To investigate the hypothesis that scales are important in regulating water loss and heat transfer, the authors experimented on one normal hatchling gopher snake and one scaleless hatchling gopher snake. In one series of experiments, the authors measured evaporative water loss and oxygen consumption at 28 degrees C. Oxygen consumption is correlated with an animal's metabolic rate, a measure of baseline energy requirements (Defining Terms) . To take these measurements, the researchers placed each snake in a separate container. Dry air was then pumped through the container. Gravimetric and humidity measurements of the air going into and out of the chamber allowed the authors to determine the amount of water lost by each snake. Measurements of the oxygen in the air entering and leaving the tube were taken to determine the oxygen consumption of the two snakes.

The authors also measured convective heat transfer, both as rates of heat gain and of heat loss. To measure heat gain, they cooled the snakes to 15 degrees C. and then placed them in a cabinet at 33 degrees C. To measure heat loss, the authors heated the snakes to 32 degrees C. and then placed them in a cabinet at 15 degrees C. A constant wind speed was maintained in the cabinet in both cases. The authors measured the temperature of the snakes using a thermocouple inserted into each snake's intestine. These measurements enabled the authors to determine the rates of convective heating and cooling for each of the snakes (Building Coherence) .

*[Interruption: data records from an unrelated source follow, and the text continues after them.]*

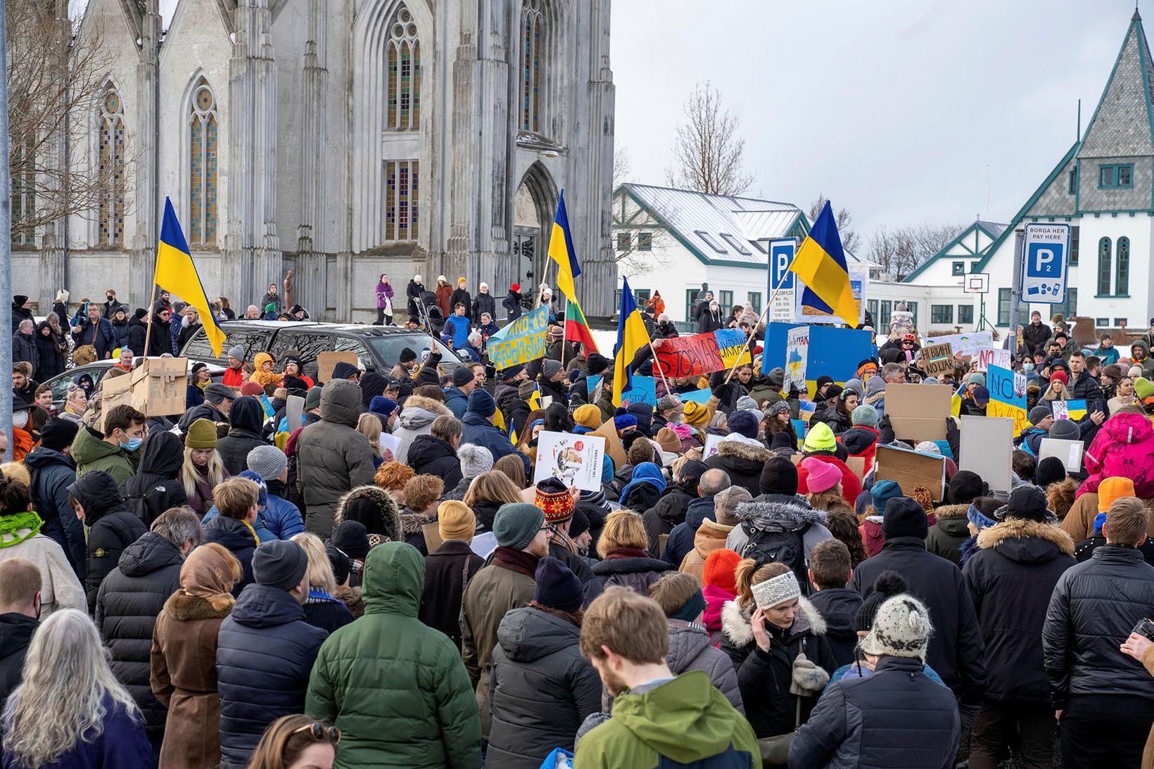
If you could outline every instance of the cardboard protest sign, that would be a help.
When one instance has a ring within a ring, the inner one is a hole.
[[[545,356],[545,331],[549,327],[549,307],[541,305],[522,315],[489,337],[486,351],[497,371],[525,364]]]
[[[929,386],[932,387],[932,386]],[[887,388],[889,389],[889,388]],[[886,395],[889,400],[889,395]],[[945,487],[945,457],[921,454],[892,446],[878,446],[874,456],[874,483],[896,480],[901,493],[912,497],[916,486],[926,486],[935,502],[942,501]]]
[[[601,463],[605,438],[586,433],[541,431],[537,435],[537,465],[533,485],[556,478],[567,487],[598,491],[601,487]]]
[[[1010,351],[1002,348],[979,348],[974,371],[989,371],[990,366],[1010,367]]]
[[[786,334],[786,378],[782,390],[793,386],[805,387],[805,366],[809,360],[809,326],[797,326]]]
[[[959,469],[972,470],[994,491],[1010,491],[1013,419],[961,417]]]
[[[745,335],[739,329],[677,336],[657,345],[654,365],[666,376],[703,376],[732,368],[739,353],[743,364],[750,363],[749,350],[742,351],[744,344]]]
[[[355,366],[360,363],[353,350],[325,350],[316,353],[316,381],[327,382],[332,379],[332,369],[338,363]]]
[[[927,344],[921,354],[922,361],[919,365],[929,376],[941,376],[953,371],[953,345],[949,342]]]
[[[885,413],[894,436],[916,441],[945,440],[952,396],[953,388],[949,384],[886,384]]]
[[[1066,472],[1080,472],[1082,453],[1086,445],[1081,441],[1067,441],[1062,438],[1043,438],[1042,446],[1037,451],[1037,461],[1041,462],[1048,456],[1056,456],[1062,460]]]

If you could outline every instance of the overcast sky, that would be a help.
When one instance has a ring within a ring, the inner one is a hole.
[[[1154,3],[1148,9],[1154,23]],[[615,0],[616,142],[665,184],[685,97],[741,120],[754,196],[881,224],[1009,222],[1089,121],[1125,0]],[[987,208],[987,169],[989,207]]]

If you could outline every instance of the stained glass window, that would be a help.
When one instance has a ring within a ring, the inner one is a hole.
[[[541,104],[542,0],[522,0],[520,127],[537,132]]]
[[[215,246],[217,233],[217,130],[216,98],[201,79],[193,92],[189,114],[189,210],[188,241]]]
[[[397,8],[388,47],[385,130],[415,130],[421,112],[421,46],[417,24],[404,5]]]
[[[418,160],[384,163],[384,239],[417,240]]]
[[[97,217],[102,246],[125,245],[125,110],[120,95],[108,88],[100,102],[98,172],[100,206]]]

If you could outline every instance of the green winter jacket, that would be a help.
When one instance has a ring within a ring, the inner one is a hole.
[[[622,694],[613,717],[577,742],[576,769],[652,769],[660,756],[695,767],[756,767],[754,730],[702,670],[644,694]]]
[[[420,551],[389,542],[369,551],[365,615],[321,645],[305,711],[342,731],[342,767],[481,766],[477,701],[457,645],[417,619]]]
[[[97,433],[81,425],[80,432],[73,439],[69,454],[73,462],[76,463],[77,480],[83,478],[85,472],[103,470],[112,476],[117,484],[122,484],[136,475],[143,450],[143,448],[138,448],[135,451],[126,451],[119,446],[106,442]]]

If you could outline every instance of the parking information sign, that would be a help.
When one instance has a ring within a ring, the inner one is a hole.
[[[769,322],[792,323],[794,320],[794,274],[789,271],[793,257],[797,253],[796,238],[782,238],[771,240],[770,251],[770,297],[773,290],[781,283],[781,290],[773,297],[773,306],[770,307]]]
[[[1070,225],[1026,225],[1022,251],[1021,299],[1043,305],[1066,300],[1066,261],[1070,257]]]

The authors found that there were no significant differences in the rates of water loss, metabolism, heat gain or heat loss between the two snakes. They also found that the rates of heating roughly equaled the rates of cooling for each snake. This finding differed from the findings of other studies. Thus, the authors concluded that the scales of reptiles might not play an important role in regulating water loss or convective heat transfer. They allow for the possibility that scales might play a role in radiative heat exchange, but stress caution in interpreting features as adaptations (Elements of a Good Summary) .

Licht and Bennett's experiments contribute to our understanding of the function of reptilian scales. The authors showed that there is reason to suspect that the adaptive function that is assumed for scales may not be an actual function of scales. This paper also serves, on a broader level, as a reminder that scientists need to be cautious in drawing conclusions about the adaptive functions of various features of animals and plants. It is very easy to create adaptive explanations for structures, but, as the authors show, the validity of these explanations should be tested experimentally. The need for such experimental testing is perhaps the most important conclusion that can be drawn from this paper.